Question 39-1. When a work-related heart attack occurs in the workplace and the employee dies one or more days later, how should the case be reported to OSHA?
The employer must orally report a work-related fatality by telephone or in person to the OSHA Area Office nearest to the site of the incident. The employer must report the fatality within eight hours of the employee's death in cases where the death occurs within 30 days of the incident. The employer need not report a death occurring more than 30 days after a work-related incident.
Question 39-2. What is considered a "construction work zone" for purposes of section 1904.39(b)(3)?
A "construction work zone" for purposes of §1904.39(b)(3) is an area of a street or highway where construction activities are taking place, and is typically marked by signs, channeling devices, barriers, pavement markings and/or work vehicles. The work zone extend from the first warning sign or rotating/strobe lights on a vehicle to the "END ROAD WORK" sign or the last temporary traffic control device.
Question 37-1. Do I have to follow these rules if my State has an OSHA-approved State Plan?

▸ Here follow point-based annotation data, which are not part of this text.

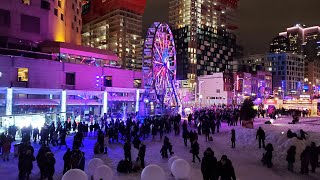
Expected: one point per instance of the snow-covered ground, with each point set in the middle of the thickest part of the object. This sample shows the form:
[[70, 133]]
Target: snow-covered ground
[[245, 157]]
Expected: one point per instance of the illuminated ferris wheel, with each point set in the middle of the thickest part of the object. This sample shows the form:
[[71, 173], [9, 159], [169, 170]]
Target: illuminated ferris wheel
[[159, 65]]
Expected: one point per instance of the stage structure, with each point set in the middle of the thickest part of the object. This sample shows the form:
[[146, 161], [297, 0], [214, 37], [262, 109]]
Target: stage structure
[[159, 69]]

If your workplace is located in a State that operates an OSHA-approved State Plan, you must follow the regulations of the State. However, these States must adopt occupational injury and illness recording and reporting requirements that are substantially identical to the requirements in Part 1904. State Plan States must have the same requirements as Federal OSHA for determining which injuries and illnesses are recordable and how they are recorded.
Question 37-2. How may state regulations differ from the Federal requirements?

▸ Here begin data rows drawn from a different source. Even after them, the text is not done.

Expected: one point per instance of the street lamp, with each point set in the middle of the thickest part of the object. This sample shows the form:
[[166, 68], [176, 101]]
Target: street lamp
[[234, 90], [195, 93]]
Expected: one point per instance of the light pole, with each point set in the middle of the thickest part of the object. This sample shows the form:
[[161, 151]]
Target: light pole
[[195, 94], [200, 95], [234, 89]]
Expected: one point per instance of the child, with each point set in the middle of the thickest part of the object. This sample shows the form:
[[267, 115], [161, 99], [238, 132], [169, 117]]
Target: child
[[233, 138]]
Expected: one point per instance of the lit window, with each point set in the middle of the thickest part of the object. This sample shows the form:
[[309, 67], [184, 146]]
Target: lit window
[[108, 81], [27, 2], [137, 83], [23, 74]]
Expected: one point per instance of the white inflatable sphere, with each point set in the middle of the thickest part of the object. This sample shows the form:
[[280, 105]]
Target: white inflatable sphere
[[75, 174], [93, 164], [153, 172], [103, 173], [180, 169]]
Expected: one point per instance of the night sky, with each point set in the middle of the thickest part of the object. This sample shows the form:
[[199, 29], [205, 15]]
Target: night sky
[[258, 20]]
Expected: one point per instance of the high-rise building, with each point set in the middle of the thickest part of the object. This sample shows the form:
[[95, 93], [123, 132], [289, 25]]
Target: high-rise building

For Part 1904 provisions other than recording and reporting, State requirements may be more stringent than or supplemental to the Federal requirements. For example, a State Plan could require employers to keep records for the State, even though those employers have 10 or fewer employees (1904.1) or are within an industry exempted by the Federal rule. A State Plan could also require employers to keep additional supplementary injury and illness information, require employers to report fatality and multiple hospitalization incidents within a shorter time frame than Federal OSHA does (1904.39), require other types of incidents to be reported as they occur, require hearing loss to be recorded at a lower threshold level during CY 2002 (1904.10(c)), or impose other requirements.
Question 37-3. Are State and local government employers covered by this rule?

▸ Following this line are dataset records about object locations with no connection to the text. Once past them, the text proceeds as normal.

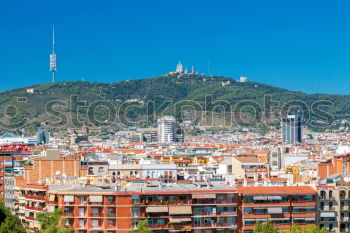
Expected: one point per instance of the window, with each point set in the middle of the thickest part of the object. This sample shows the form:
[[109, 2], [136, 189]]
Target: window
[[247, 210], [111, 222], [160, 221], [110, 199], [94, 223], [309, 198], [81, 223]]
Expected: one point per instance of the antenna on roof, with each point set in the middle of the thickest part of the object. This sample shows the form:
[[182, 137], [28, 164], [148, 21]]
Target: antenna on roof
[[53, 67]]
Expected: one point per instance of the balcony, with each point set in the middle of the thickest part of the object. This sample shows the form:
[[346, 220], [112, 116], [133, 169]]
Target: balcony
[[39, 198], [31, 218], [251, 170], [213, 202], [158, 226], [34, 208], [96, 215], [68, 214], [214, 225], [203, 213], [227, 213]]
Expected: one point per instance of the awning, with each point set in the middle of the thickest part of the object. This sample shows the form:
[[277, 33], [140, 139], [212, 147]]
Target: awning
[[260, 198], [52, 197], [275, 210], [180, 210], [273, 198], [68, 198], [327, 214], [95, 198], [156, 209], [204, 196], [179, 220], [51, 208], [306, 219]]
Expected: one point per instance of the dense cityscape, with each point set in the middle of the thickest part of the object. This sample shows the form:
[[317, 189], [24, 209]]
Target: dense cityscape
[[174, 116]]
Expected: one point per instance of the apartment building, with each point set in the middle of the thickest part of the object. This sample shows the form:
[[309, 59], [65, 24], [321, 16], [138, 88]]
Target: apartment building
[[202, 207], [334, 208], [248, 167], [32, 200], [281, 205], [51, 164]]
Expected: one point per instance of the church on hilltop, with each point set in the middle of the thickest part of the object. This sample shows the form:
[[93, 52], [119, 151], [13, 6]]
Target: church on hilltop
[[181, 71]]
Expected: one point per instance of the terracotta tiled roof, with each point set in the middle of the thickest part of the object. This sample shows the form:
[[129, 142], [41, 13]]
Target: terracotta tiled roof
[[276, 190]]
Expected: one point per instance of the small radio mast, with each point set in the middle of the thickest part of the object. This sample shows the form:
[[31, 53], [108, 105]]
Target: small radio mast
[[53, 56]]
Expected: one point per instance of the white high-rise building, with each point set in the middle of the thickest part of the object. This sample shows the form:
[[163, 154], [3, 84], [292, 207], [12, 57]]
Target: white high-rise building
[[167, 129]]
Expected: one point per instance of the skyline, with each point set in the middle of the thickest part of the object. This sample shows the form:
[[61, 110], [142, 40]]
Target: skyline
[[293, 45]]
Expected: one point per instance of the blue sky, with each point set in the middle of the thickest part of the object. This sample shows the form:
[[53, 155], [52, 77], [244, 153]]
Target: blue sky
[[294, 44]]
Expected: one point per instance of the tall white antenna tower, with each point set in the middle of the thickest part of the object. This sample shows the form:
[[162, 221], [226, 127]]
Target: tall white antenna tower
[[53, 68]]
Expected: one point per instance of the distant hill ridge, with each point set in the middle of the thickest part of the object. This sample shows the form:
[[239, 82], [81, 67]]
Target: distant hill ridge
[[159, 90]]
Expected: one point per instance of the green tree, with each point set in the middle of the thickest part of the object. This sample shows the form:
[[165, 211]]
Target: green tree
[[12, 225], [315, 229], [267, 227], [141, 228], [310, 229], [50, 222]]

No, but they are covered under the equivalent State rule in States that operate OSHA-approved State Plans. State rules must cover these workplaces and require the recording and reporting of work-related injuries and illnesses.
Question 37-4. How can I find out if my State has an OSHA-approved plan?
The following States have OSHA-approved plans: Alaska, Arizona, California, Hawaii, Indiana, Iowa, Kentucky, Maryland, Michigan, Minnesota, Nevada, New Mexico, North Carolina, Oregon, Puerto Rico, South Carolina, Tennessee, Utah, Vermont, Virginia, Virgin Islands, Washington, and Wyoming. Connecticut, New Jersey, and New York have plans that cover State and local government employees only.